Nótese, que el argumento propuesto por la defensa a través de sus medios exceptivos que buscan derruir la responsabilidad con la supuesta materialización de una causa extraña, con sustento a lo dicho por el convocado en su interrogatorio, en el que hizo alusión a que “sorpresivamente se me, digámoslo así sale la señora sin que yo tenga oportunidad de maniobrar, porque la señora va pasando y se me devuelve y al momento de yo hacer la maniobra, la señora se me devuelve y se me imposibilita, digámoslo así esquivar porque ya es la que se 22 me atraviesa porque se me devuelve y sufre el accidente” sin embargo, su dicho no tiene influencia alguna para desvirtuar esa culpa objetiva, pues la victima se encontraba cruzando un paso habilitado para los peatones, por lo que el motociclista era quien tenia la carga de conducir con la mayor prevención ante la existencia de esa intersección, pues no existía mérito por el cual fuere sorprendido por el desplazamiento de la causante sobre la calle.
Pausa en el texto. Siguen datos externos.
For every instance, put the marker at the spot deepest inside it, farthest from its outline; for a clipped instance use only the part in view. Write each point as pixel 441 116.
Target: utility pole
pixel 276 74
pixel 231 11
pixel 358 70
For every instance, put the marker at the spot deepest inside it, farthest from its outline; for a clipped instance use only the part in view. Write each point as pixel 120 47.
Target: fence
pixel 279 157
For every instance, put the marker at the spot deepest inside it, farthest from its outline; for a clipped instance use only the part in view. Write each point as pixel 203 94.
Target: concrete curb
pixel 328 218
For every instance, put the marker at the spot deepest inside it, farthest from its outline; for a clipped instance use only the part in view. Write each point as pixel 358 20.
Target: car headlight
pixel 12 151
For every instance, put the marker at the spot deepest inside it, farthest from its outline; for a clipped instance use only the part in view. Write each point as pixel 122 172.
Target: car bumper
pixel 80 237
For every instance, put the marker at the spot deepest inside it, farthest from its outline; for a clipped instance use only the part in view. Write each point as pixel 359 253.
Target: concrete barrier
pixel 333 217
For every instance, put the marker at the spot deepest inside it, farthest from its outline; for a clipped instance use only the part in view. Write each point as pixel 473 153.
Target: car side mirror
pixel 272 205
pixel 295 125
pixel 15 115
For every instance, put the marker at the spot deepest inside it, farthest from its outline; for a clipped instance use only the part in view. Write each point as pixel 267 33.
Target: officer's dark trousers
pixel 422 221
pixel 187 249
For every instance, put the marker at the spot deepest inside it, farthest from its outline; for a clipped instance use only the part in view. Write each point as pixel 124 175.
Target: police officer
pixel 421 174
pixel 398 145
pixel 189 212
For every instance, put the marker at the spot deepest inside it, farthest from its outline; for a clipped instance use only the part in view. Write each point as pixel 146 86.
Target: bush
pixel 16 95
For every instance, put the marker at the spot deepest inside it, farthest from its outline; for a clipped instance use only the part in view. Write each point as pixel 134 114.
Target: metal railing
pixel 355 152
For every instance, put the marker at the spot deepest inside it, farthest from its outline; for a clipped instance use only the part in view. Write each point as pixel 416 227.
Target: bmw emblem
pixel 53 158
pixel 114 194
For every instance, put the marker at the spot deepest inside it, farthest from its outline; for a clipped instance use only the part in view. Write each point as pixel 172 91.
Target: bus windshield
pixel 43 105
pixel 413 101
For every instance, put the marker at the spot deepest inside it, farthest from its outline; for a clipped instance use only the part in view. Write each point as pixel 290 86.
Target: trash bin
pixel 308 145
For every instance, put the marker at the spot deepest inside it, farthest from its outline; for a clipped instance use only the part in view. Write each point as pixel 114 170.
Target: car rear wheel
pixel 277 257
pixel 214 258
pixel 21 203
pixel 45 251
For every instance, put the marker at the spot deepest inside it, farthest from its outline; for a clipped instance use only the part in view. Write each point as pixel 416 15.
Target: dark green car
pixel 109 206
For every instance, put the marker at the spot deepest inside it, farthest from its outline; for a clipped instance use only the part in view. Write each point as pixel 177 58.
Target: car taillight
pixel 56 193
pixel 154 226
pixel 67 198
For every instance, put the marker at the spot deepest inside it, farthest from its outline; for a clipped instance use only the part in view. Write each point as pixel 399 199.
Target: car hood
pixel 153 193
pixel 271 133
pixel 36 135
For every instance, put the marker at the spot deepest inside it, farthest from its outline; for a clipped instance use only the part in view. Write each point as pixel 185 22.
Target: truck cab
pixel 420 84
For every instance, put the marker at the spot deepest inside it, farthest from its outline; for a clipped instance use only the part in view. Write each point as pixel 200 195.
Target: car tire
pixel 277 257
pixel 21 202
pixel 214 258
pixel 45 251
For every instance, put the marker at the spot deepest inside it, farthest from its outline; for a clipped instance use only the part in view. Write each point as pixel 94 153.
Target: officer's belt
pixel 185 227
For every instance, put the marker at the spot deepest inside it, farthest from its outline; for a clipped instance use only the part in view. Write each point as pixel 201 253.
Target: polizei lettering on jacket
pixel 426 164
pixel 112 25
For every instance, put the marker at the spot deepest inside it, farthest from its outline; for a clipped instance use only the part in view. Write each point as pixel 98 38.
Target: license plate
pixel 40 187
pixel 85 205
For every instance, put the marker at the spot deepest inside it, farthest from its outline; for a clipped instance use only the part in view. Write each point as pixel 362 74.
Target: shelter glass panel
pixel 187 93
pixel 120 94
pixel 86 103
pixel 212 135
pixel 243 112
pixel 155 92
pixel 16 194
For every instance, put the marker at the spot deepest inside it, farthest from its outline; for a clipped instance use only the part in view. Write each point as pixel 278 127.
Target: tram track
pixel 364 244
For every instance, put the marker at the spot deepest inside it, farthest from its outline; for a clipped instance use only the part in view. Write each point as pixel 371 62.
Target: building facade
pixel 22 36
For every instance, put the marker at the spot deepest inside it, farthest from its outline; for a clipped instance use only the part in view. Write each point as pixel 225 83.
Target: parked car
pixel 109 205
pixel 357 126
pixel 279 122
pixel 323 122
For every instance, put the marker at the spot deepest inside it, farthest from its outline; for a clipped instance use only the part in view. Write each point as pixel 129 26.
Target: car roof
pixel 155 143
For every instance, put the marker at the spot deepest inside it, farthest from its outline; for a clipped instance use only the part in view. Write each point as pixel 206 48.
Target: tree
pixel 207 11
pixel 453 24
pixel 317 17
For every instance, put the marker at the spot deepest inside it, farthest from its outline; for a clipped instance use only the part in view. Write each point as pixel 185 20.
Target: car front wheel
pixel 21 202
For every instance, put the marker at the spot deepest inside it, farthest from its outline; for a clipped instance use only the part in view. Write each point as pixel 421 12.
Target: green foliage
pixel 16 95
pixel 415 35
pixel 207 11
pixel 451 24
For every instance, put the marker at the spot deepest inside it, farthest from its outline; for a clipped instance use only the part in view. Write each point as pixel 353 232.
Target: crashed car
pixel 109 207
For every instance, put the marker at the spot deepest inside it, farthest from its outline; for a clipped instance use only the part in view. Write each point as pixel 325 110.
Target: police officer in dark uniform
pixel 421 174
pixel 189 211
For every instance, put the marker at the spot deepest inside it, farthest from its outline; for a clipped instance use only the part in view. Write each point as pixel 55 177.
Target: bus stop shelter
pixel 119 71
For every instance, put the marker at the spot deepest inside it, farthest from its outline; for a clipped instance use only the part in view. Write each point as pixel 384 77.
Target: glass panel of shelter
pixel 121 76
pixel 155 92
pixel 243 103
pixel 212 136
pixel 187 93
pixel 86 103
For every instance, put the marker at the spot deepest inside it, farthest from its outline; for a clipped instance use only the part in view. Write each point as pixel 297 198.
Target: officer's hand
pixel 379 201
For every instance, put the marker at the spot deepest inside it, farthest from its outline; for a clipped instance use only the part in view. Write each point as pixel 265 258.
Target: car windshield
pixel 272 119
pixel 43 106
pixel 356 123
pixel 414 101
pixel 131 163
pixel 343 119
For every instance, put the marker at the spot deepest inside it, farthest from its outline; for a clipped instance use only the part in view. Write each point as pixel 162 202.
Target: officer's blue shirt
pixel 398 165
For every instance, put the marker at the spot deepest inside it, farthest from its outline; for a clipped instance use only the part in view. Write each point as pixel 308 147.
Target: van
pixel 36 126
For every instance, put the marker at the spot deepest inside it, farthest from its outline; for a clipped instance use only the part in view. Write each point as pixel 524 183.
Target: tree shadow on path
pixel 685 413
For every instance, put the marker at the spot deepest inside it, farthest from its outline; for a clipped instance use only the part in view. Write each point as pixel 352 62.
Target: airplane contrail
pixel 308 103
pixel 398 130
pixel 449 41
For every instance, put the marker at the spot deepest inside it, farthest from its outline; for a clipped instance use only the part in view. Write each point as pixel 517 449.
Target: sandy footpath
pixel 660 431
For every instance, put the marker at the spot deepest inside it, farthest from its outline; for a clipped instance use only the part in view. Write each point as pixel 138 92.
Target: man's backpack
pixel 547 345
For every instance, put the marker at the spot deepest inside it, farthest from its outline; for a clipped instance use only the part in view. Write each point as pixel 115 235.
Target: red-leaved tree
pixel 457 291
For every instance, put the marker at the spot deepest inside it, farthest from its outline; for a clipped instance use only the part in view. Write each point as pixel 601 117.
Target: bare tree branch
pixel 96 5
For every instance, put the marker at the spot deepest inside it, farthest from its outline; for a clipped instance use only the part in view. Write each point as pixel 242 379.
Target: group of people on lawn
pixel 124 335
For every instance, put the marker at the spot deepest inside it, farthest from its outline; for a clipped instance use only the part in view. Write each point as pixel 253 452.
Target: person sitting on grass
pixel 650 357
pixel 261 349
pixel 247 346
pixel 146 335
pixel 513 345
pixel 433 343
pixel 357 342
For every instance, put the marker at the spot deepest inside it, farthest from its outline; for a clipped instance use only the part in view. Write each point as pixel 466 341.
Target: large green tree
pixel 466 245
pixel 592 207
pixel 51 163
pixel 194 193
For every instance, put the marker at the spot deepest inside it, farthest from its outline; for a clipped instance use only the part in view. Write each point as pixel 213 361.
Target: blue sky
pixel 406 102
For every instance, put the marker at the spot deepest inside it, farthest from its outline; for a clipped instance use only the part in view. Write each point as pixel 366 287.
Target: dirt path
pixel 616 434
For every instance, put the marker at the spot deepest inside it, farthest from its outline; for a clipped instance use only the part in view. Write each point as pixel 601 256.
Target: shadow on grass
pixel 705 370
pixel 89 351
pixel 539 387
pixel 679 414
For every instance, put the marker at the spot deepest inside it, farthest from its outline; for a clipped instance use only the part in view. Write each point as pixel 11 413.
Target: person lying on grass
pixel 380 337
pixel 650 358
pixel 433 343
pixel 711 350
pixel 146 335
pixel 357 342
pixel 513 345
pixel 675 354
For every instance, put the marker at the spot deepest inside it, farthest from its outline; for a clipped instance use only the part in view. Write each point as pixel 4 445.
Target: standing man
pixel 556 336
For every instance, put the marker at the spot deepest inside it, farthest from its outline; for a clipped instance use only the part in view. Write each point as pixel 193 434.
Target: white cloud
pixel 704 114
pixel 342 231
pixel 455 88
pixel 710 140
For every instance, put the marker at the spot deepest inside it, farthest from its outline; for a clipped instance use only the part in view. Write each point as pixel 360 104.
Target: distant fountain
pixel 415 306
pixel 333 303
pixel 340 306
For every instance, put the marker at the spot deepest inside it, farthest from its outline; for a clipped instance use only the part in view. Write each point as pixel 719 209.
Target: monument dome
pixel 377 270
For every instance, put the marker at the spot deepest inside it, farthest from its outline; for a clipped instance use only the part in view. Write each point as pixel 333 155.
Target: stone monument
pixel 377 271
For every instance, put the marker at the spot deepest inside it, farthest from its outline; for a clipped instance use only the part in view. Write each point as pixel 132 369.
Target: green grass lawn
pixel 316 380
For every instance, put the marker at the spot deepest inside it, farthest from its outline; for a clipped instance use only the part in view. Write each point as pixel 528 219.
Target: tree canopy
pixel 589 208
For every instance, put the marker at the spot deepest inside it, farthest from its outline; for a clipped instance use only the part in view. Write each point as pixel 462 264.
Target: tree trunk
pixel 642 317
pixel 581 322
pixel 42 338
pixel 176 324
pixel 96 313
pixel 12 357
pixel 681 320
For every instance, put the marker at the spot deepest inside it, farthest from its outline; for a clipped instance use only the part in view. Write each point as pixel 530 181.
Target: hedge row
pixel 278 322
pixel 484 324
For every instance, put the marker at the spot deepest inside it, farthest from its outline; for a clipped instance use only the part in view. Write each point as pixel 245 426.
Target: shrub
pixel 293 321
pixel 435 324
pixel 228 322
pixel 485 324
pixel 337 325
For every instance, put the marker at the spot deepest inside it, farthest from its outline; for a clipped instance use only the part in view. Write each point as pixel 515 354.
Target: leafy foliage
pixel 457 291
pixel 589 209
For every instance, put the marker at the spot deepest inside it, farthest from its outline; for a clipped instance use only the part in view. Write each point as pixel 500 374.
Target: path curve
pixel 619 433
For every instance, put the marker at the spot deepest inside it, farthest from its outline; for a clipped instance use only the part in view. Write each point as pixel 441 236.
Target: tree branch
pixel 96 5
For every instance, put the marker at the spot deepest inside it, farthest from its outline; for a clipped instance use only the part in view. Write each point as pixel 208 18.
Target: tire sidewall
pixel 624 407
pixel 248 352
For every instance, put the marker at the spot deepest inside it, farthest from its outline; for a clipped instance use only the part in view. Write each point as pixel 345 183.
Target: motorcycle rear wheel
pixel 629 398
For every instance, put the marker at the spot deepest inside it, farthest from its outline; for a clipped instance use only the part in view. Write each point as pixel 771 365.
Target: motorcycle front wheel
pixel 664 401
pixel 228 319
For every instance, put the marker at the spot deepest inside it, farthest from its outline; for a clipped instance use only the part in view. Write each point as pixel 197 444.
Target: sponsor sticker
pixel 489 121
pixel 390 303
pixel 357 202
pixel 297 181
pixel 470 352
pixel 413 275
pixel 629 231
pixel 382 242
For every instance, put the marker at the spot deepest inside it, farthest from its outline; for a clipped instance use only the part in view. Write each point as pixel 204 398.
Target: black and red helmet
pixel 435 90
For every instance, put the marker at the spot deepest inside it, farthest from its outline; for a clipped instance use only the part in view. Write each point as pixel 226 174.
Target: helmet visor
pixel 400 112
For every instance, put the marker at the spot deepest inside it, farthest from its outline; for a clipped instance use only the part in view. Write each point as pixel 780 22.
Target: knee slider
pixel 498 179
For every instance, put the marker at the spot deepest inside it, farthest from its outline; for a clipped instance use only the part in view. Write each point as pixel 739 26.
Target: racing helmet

Sin perjuicio de lo anterior, en lo que respecta a la conclusión adoptada por el juzgador de primer grado a que el demandado con su actuar, inobservó lo preceptuado por el artículo 94 de la misma codificación referenciada en el párrafo que antecede, al circular por el carril izquierdo de la vía, situación que quedó reflejada en el croquis, cuando lo correcto era que se desplazara por la derecha de la vía distancia no mayor a un (1) metro de la acera u orilla, tal disposición no puede ser aplicada, por cuanto la misma fue derogada por el artículo 3º de la Ley 1239 de 2012, que señala: “Artículo 3º.

El artículo 96 de la Ley 769 quedará así: “Artículo 96. Normas especificas para motocicletas, motociclos y mototriciclos. Las motocicletas se sujetarán a las siguientes normas específicas: 1.- Deben transitar ocupando un carril, observando lo dispuesto en los artículos 60 y 68 del Presente Código. (…)” Por lo anterior, no fue acertado de parte del a quo, aplicar una disposición derogada, razón por la cual, dicho actuar no puede tenerse en cuenta para ahondar en la conducta culposa del demandado en su actuar. 23 De lo expuesto, itérese se encuentra mas que establecida la responsabilidad del conductor del rodante con la cual se causo el deceso de la señora Dora Inés Giraldo Velásquez (q.e.p.d.), quedando de esa manera resuelto el motivo de descenso del demandado, lo que da lugar a la confirmación del fallo de primer grado en ese sentido en lo que atañe a su declaratoria de responsabilidad por el hecho culposo objeto de esta demanda.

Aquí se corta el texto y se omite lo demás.